I know that $G$ is Eulerian iff all of the vertex degrees are even. So my thinking is that for any cycle graph $C_n$, its subdivision graph is Eulerian because each vertex has degree 2 and adding a new vertex at each edge doesn't change that. But I think my professor wants a more comprehensive answer. For the bipartite graph $K_{n,m}$ the subdivision graph will be Eulerian if $n$ and $m$ are both even so that the degree of all vertices is even.

From this, is it safe to say that the requirement for $S(G)$ being Eulerian is that $G$ is Eulerian? Am I missing something?

Would it also be correct to say that the requirement for $S(G)$ being Hamiltonian is that $G$ is Hamiltonian?

  • $\begingroup$ I believe you're right about Eulerian, but I have my doubts about Hamiltonian. Why don't you take some small Hamiltonian graph $G$ that's not just a cycle, and try to find a Hamiltonian cycle in $S(G)$? $\endgroup$
    – bof
    Dec 4, 2020 at 11:46

1 Answer 1


I'm going to assume $S(G)$ is $G$ with every edge subdivided. Let $|G| = |V(G)|$ and $||G|| = |E(G)|$.

$G$ is Eulerian if and only if $S(G)$ is Eulerian.

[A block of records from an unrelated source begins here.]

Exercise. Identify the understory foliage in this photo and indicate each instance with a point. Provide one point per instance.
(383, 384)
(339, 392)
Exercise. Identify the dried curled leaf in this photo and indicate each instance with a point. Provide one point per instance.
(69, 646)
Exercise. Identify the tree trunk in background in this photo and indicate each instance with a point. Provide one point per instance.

Subdividing an edge adds a vertex of degree $2$ and preserves all other degrees, and thus if $G$ is Eulerian $S(G)$ is Eulerian. If $S(G)$ is Eulerian, suppose $G$ is not Eulerian. Find a contradiction.

If $G$ is Hamiltonian (has a Hamiltonian cycle), then it is not necessarily the case that $S(G)$ is Hamiltonian.

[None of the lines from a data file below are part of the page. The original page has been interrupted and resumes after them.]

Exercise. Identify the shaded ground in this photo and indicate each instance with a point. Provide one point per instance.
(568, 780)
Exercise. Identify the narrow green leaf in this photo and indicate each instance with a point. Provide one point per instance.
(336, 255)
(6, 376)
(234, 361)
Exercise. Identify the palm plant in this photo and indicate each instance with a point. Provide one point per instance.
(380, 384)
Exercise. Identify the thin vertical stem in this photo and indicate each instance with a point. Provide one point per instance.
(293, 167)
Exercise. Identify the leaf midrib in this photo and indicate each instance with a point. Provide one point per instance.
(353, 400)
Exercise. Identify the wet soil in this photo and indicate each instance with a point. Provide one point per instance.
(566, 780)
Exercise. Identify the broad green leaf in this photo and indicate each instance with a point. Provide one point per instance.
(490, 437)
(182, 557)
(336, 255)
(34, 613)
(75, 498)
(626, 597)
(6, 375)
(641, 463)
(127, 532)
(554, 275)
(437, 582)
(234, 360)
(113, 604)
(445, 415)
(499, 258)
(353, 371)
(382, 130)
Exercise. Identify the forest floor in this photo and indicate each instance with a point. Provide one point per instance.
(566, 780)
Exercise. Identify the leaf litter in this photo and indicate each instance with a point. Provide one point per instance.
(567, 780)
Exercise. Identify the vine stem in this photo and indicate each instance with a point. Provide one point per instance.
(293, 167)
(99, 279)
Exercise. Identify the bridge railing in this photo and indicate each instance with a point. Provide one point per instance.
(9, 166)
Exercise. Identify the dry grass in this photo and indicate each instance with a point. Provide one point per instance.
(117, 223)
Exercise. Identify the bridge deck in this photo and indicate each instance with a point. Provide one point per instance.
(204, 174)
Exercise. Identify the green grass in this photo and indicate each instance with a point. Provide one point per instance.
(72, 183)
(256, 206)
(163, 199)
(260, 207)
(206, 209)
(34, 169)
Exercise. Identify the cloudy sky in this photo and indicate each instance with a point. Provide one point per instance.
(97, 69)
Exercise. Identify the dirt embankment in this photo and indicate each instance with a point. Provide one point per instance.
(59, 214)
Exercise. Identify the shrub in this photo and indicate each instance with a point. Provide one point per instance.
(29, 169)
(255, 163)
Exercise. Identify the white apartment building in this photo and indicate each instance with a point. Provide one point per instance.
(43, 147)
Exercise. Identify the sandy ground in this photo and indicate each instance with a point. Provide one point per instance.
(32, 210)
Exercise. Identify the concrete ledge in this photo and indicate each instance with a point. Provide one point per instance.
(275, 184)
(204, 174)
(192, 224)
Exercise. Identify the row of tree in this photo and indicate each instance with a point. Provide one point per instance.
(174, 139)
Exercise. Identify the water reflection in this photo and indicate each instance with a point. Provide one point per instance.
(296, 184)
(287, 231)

Can you find infinitely many examples? Here's one: $K_4$.

In order to characterize you need to make a few observations.

Suppose $S(G)$ is Hamiltonian and let $C$ be a Hamiltonian cycle in $S(G)$. Note, $S(G)$ replaces each edge $uv$ of $G$ with a vertex $a$, and adds edges $ua,av$. Let $A\subseteq S(G)$ be the set of all such $a$. For every $a \in A$, we have $\deg_{S(G)}(a) = 2$. We know $C$ must use $|S(G)|$ edges. Simultaneously, $C$ must use every edge with an end point in $A$ (why?). Conclude from this that $$|S(G)| = |C| = ||S(G)||$$ and thus $S(G)$ is a cycle, and thus $G$ is a cycle.

For your last question, if I understand it correctly.

If $S(G)$ is Hamiltonian, then $G$ is Hamiltonian.

Hint: Find a Hamiltonian cycle in $S(G)$, how can you extend this to a Hamiltonian cycle in $G$.